I was just picking people's brains to see if they thought these were fundementally different models, or just a minor revision. I'm support the latter.

 
I'm support the latter.
Clearly.

And clearly there are two answers. From a hardware standpoint, it's a small, practically nill change, on the system board combined with a new floppy drive unit. From that perspective it's a revision, though "minor" is a judgement call. The new drive doubles the storage capacity of the base unit, which seems pretty big.

From a software standpoint: If you oversimplify it the Plus' ROMs are basically a bugfix release that also includes several new hardware drivers and software tweaks. But if you dive into the details those "little tweaks" basically are what enabled the Mac to scale from a cute yet limited exclusively floppy-disk centered machine to a system capable of handling multi-mega (and ultimately giga)byte hard drives and (by 1986 standards) fairly vast quantities of RAM. From that point basically any significant internal upgrade (double sided drive, SCSI card, combo RAM/SCSI/accelerators, etc.) applied to a machine with the original 128k/512k circuit boards required them to be retrofitted with a Mac Plus ROM. Which makes the 512ke a significant model: Whether its configuration was reached via upgrades or shipped from the factory it's the least powerful* "Modern" Mac.

(* Edit: I originally said "oldest", but that's not strictly true. From a total-package standpoint a debut-day Plus is.)

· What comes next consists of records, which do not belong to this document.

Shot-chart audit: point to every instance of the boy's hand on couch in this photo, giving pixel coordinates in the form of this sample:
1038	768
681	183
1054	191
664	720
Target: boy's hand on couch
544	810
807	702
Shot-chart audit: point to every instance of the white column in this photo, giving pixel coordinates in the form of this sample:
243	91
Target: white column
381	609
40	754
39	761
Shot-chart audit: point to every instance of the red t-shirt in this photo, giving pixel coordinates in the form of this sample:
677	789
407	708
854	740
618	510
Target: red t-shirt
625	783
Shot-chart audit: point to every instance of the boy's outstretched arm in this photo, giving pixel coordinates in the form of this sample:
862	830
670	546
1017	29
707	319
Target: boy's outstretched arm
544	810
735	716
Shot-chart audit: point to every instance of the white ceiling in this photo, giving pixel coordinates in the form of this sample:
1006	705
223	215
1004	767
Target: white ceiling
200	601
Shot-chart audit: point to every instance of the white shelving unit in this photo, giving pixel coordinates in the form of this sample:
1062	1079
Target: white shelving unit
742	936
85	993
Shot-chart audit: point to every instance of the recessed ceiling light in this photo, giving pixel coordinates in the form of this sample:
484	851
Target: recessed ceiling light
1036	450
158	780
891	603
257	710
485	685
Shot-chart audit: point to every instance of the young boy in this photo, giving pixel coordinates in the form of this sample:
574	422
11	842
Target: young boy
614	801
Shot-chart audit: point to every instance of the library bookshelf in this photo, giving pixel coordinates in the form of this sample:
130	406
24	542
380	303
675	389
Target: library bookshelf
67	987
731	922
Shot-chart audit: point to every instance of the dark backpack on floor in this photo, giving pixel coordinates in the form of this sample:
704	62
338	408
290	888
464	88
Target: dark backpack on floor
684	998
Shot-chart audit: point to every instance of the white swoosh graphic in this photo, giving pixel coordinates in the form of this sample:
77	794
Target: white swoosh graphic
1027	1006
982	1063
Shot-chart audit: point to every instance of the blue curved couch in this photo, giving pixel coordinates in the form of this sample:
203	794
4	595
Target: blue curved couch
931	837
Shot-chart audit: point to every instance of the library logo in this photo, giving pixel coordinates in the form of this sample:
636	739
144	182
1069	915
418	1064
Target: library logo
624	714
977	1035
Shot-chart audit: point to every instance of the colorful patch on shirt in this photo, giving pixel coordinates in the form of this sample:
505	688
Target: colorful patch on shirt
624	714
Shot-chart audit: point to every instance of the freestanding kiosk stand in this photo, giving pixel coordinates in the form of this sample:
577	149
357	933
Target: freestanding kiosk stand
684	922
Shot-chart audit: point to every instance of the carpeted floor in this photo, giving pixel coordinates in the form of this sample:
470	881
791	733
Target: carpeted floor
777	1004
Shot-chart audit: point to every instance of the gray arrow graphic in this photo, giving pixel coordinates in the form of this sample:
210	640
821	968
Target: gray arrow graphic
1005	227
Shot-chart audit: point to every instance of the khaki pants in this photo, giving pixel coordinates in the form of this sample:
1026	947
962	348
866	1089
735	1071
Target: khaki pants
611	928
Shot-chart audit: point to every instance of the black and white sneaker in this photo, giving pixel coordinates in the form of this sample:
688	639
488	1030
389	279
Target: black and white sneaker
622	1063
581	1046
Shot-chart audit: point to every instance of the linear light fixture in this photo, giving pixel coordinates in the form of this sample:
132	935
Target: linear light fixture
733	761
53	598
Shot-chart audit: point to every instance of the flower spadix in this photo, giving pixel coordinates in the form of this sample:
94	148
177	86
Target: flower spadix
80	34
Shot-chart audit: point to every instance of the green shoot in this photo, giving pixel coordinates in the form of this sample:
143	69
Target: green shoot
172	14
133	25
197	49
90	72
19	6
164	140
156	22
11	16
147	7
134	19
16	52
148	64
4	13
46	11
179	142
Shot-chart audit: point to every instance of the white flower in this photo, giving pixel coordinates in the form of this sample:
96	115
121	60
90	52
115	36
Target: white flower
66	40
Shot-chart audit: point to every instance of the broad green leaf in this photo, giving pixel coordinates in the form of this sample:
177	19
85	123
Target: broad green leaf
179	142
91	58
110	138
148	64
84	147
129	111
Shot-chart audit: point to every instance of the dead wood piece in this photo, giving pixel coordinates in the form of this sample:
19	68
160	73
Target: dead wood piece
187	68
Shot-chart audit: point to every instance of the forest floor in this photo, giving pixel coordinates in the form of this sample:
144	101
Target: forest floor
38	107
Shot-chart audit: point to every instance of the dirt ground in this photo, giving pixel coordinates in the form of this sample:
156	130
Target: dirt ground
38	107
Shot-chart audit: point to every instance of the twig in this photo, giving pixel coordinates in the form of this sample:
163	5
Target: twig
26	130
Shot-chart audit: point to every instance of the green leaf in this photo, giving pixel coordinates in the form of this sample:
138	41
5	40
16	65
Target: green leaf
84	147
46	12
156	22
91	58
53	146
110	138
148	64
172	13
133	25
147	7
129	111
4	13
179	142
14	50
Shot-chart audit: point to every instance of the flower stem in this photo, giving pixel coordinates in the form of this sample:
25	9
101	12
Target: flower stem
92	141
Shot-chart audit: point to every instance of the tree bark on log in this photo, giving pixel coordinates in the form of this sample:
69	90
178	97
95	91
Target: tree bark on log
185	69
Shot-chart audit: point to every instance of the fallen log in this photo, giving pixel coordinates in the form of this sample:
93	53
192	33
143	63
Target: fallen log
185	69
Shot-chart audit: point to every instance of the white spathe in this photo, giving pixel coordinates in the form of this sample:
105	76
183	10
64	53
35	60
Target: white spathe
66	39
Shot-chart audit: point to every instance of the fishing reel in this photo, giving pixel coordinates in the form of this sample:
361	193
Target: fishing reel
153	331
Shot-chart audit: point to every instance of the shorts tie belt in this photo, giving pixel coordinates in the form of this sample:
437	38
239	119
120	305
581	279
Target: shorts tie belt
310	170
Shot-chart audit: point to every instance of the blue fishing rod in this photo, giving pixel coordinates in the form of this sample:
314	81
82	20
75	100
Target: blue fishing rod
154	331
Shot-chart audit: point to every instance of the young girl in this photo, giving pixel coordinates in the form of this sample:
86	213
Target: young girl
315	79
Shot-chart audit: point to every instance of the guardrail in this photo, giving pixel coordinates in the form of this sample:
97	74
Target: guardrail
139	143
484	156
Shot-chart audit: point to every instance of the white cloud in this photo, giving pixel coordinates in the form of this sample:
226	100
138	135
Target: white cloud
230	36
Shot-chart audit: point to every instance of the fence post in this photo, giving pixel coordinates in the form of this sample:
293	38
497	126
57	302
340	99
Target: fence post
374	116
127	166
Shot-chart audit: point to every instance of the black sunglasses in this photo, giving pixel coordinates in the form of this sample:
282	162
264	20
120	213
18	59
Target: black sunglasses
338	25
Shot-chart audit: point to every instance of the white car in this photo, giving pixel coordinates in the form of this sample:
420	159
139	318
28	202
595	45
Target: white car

Is it an all-new model? No. But if you were intending to use your pre-512ke Mac past 1989 or so it was going to end up transforming into either a 512ke or a Plus at some point along the way. So I'd say "Major Revision".

 
I'd say that's a fair assesment.

Interestingly, Apple's model indentifier for the Mac 512Ke is 3, and the Mac Plus is 4. Clearly, despite the 4 month delay in getting the 512Ke out, Apple considered it to be chronoloically first. Perhaps the delay was a marketing decision by Sculley. Maybe he wanted the Plus to shine for a bit before giving customers a cheaper alternative.